+



(autobiology)



11.3.07

momento mori.

I've been thinking about death recently, perhaps too much.

I suppose this makes sense; 2007 has already been a record year for me as far as suicides alone are concerned. I feel close to my mortality; the edges feel raw.

I was at a talk yesterday morning that included a long digression on the problems facing our world; about Iraq, about global warming, about the struggles in our administration; about natural resources; about Africa, about change, and about what we have to look forward to in the future.

The speaker (the former director of Amnesty International) ended his impassioned speech with a paraphrase from a theologian. β€œIn this time, we have one choice: dialogue, or death.”

There was a space, where others emptied themselves of their questions, and I sat silent until I could no longer be still. I asked, from the circle, ”Or death? Death is not optional. Death is always an 'and.' These stories we've been listening to, about the shift that's occurring in consciousness and about how we're waking up to what needs to be done, are beautiful, but are we not all just avoiding that we each much die? Individually, each of us, and, eventually, as a civilization and species?”

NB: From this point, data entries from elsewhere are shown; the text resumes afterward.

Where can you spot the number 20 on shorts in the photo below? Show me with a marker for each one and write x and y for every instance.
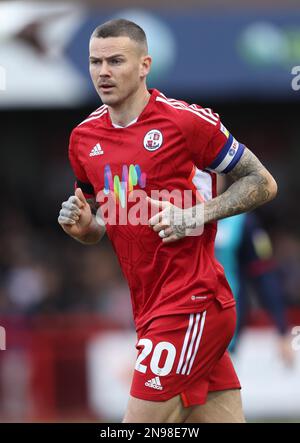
(156, 356)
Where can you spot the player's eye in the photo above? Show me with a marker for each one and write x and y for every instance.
(116, 61)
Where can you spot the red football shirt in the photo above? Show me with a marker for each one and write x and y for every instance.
(171, 146)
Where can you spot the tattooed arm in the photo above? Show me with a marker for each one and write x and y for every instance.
(253, 186)
(77, 220)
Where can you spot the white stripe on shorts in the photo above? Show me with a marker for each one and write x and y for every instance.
(186, 339)
(198, 341)
(188, 359)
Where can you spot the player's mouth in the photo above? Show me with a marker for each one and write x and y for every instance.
(106, 88)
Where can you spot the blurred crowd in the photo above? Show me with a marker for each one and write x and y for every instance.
(44, 271)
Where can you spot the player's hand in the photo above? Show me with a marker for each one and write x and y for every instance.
(75, 216)
(169, 222)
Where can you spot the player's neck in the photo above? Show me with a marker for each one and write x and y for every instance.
(130, 109)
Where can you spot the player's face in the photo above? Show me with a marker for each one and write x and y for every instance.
(118, 67)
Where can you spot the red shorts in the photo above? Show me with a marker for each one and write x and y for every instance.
(185, 354)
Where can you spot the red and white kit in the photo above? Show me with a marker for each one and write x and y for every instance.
(176, 286)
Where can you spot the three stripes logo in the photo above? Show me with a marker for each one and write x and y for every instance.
(97, 150)
(191, 343)
(154, 383)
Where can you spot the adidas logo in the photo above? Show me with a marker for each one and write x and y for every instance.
(154, 383)
(97, 150)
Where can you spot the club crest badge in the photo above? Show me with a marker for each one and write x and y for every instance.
(153, 140)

I felt immediately chagrined; dumping the skull on the banquet table is a bit of a faux pas these days. Still, most people seemed not just to forgive me, but to want to engage more with the question. The conversation that followed was rich.

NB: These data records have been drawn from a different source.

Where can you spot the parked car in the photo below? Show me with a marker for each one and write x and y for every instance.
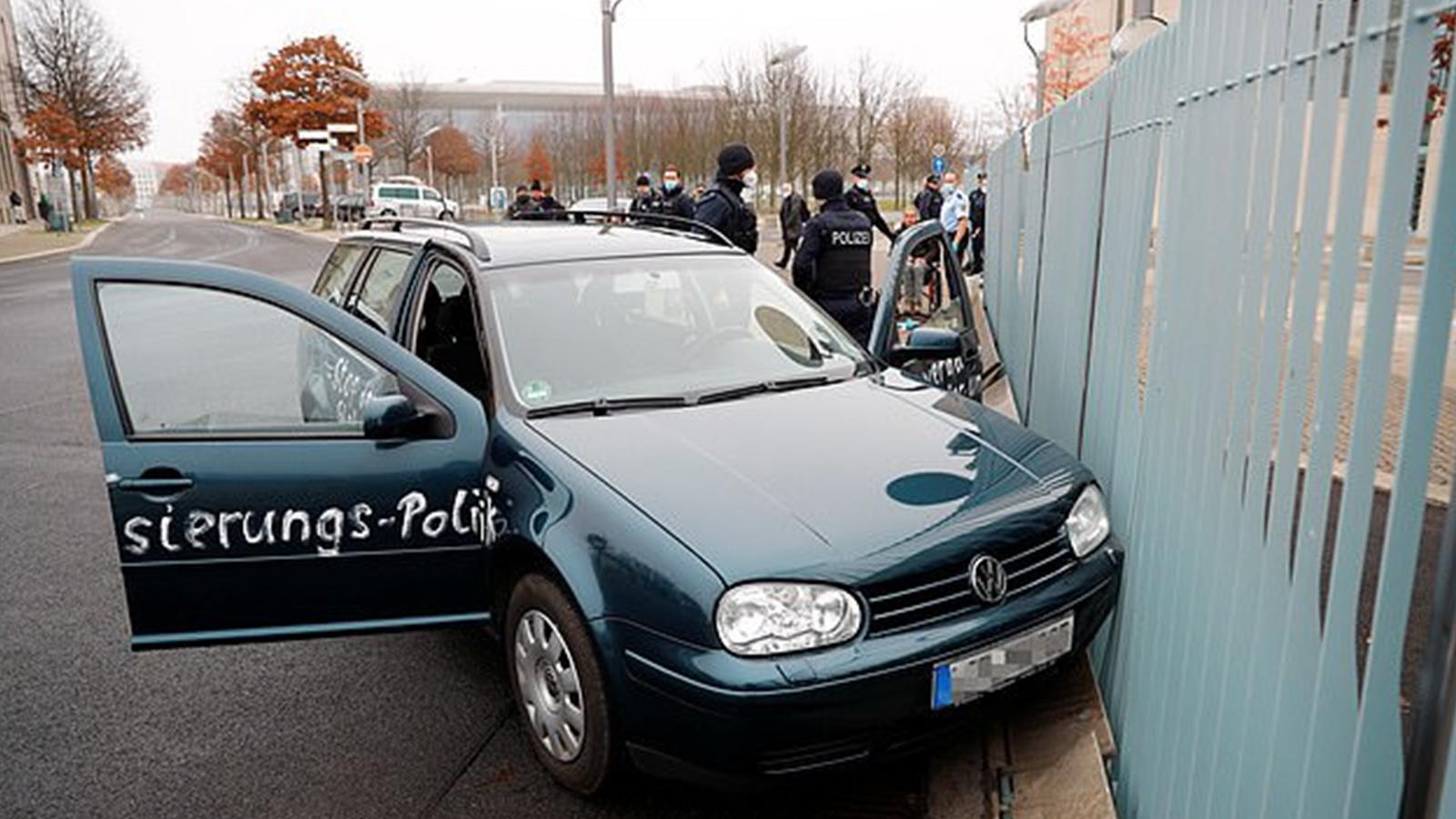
(407, 196)
(715, 537)
(349, 207)
(599, 205)
(300, 206)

Those conversations mean so much to me.

Because I don't think at all this means I'd want to abandon any effort at gentling the world, or that I'd want to give up hope about healing; I do think that there are likely many generations to come and I feel a heartfelt obligation to make sure that I limit my contributions to the pain and suffering they'll experience, and to do what I can to increase the joy (assuming these two are separable). But I can't help but look at the popular apocalyptic cries of Peak Oil and the assertions that our culture is on the brink of collapse with a wry smile. Somehow I can't help but imagine that every preceding generation believed the same. Living in a time of perceived crises means that our lives become meaningful; we have a project; the world depends upon us. Far better to imagine catastrophe than to admit the more likely scenario: that our generation too will die, to be subsumed in the oncoming waves of future humans, and that we too will be mostly forgotten.

I don't know. I find, I suppose, some peace in this latter fact. It makes life, now, for me, and the meetings I have within it, all the more important.